私のことなんてもう記憶から消し去ったかのように、話しかけてこないかもしれない。
——『惚れるなよ』
そう言った。
昨日のことで、私の気持ちになにかしら気づいたってなにもおかしくない。むしろなにも思わない方がおかしい。
あいつのことだから、きっと気づいたはず。だからこその、あの態度だった。
嫌いな相手だから、私も新庄が嫌いだから……一緒にいて思う存分罵ることが出来た。そんな関係だった。
そこに、恋愛感情は、邪魔でしかない。
だから、私の気持ちに気づいた新庄はもう、私に構ってくることはないだろう。
私達の、よくわからない恋人という関係は、これで、きっと終わり。
——それが一番怖いだなんて。
「変態かもしれない、私……」
新庄のことはただの鬼畜だと思っていた。
今も確信を持って彼は鬼畜だと思っている。
あんな男に告白する女の子の気持ちなんて全く理解できなかった。バカにだってしていた。
なのに……なんでこんな気持ちを抱いているのか。
いつの間に、こんな気持ちになってしまったんだろう。
関わりたくなかったはずなのに。
頑なに、それはもう頑なに拒んできたはずなのに。
今ではもうそんな気持ちがなくなってしまってる。

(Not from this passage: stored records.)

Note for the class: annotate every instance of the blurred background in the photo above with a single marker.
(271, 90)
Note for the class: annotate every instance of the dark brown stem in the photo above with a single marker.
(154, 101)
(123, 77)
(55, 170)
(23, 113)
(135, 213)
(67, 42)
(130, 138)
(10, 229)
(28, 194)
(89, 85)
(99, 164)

氷が溶けて、水になって、蒸発してしまったみたいに。もともと、そこにはなにもなかったかのように。
頑なに、必死に、新庄を好きじゃないふりをしていた道江と、今なら親友になれるかもしれない。
「クソが」
自分と、新庄に向けての精一杯の、文句だ。
ぎゅうっと目を瞑って、なにも考えないようにして布団の中で小さくうずくまった。